Lamadrid reoccupied San Juan with 1,500 troops, (Note: Other sources say Lamadrid had 600-1000 men with 8 guns)
and from there went to Mendoza, entering the city on 3 September 1841, where he was elected governor.

==Development==
Three weeks later general Ángel Pacheco came to Mendoza accompanied by Aldao, with 2,000 men, 1,500 horses and corresponding artillery.
Lamadrid went out to meet him in Rodeo del Medio, near the city, on the morning of 24 September.
The Federalists had 3,000 men and the Unitarians only 1,600.
The armies were separated by a flooded area that could only be passed by a bridge.
From the beginning, Lamadrid failed to prevent Pacheco from seizing the bridge.
His left wing, led by Ángel Vicente Peñaloza, was prevented from moving by a counter-order.
When he finally did move, he was quickly repelled by the infantry.
The defeat of the Unitarians was evident from the start, and soon all were fleeing to the mountains.

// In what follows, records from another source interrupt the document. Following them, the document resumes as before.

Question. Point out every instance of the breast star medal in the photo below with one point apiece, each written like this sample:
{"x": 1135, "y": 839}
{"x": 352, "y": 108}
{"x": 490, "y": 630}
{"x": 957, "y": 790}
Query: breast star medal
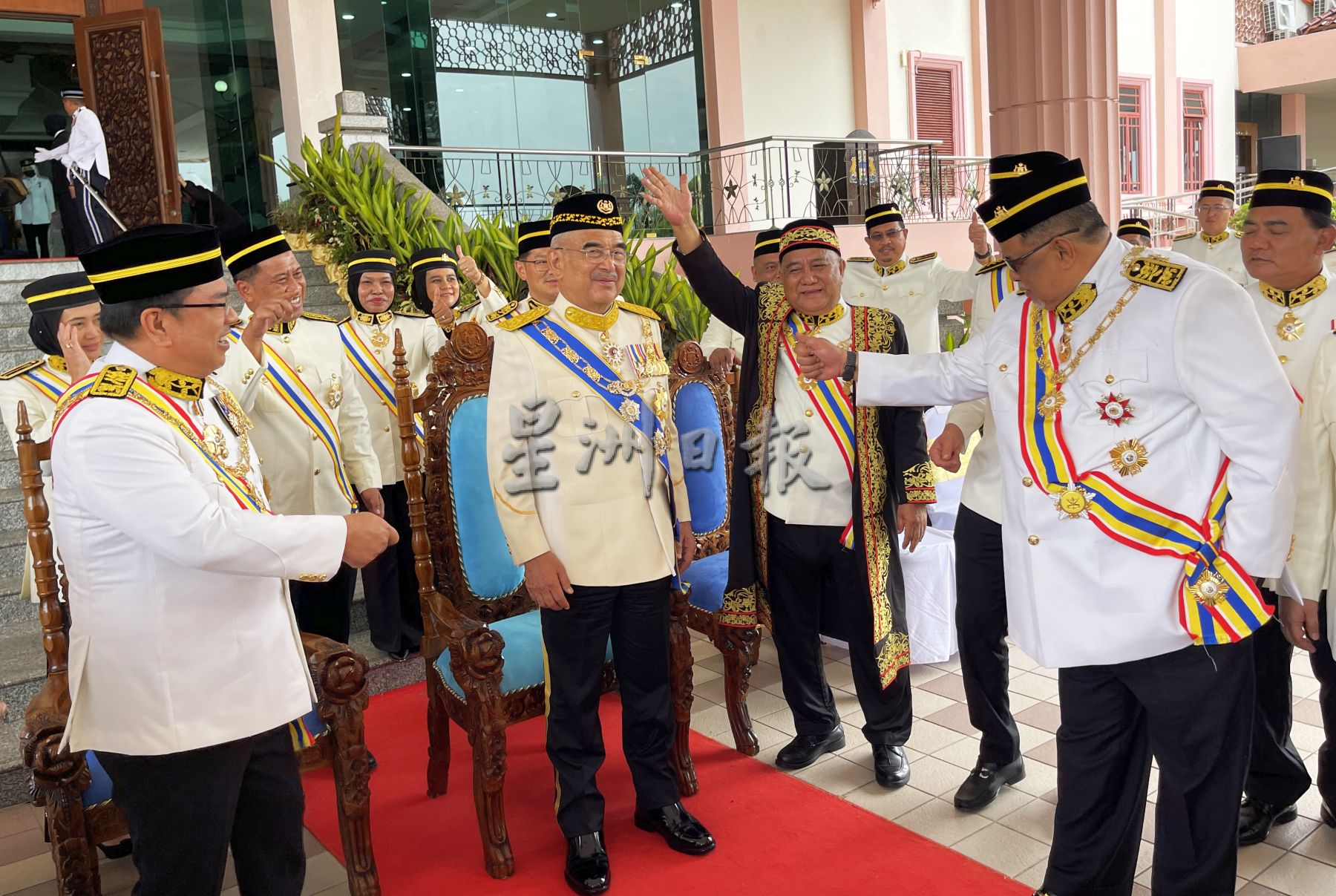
{"x": 1115, "y": 409}
{"x": 1128, "y": 457}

It was a very bloody battle, with hundreds of deaths on each side, followed by a terrible persecution of the vanquished, led by the "monk" Aldao, causing many hundreds of additional deaths. Aldao ordered 1,000 men to follow up to Catamarca to the north, while the rest remained in La Rioja to prevent an attempt by Lavalle to advance to Cuyo.

==Aftermath==
The defeated crossed the Andes, long before the thaw would allow a safe crossing, and more than a hundred men died.
It is said that a few of the losers hid in a village near Mendoza, then called Coquimbito.
The losers did not yet know, but five days before, General Lavalle had been defeated in the Battle of Famaillá in Tucumán,
and would be dead within days from an accident in San Salvador de Jujuy.
Pacheco ordered Aldao to pursue Lavalle north with 1,500 men, and subsequently Oribe provided the troops of Mariano Maza in support.
Aldao's troops totaled over 2,700 soldiers with two howitzers directed by Maza, Nazario Benavídez, Pablo Lucero and Pablo Alemán.

These two battles were the end of the Northern Coalition, and guaranteed Rosas almost unchallenged rule over the country for another ten years, until the Battle of Caseros in 1852.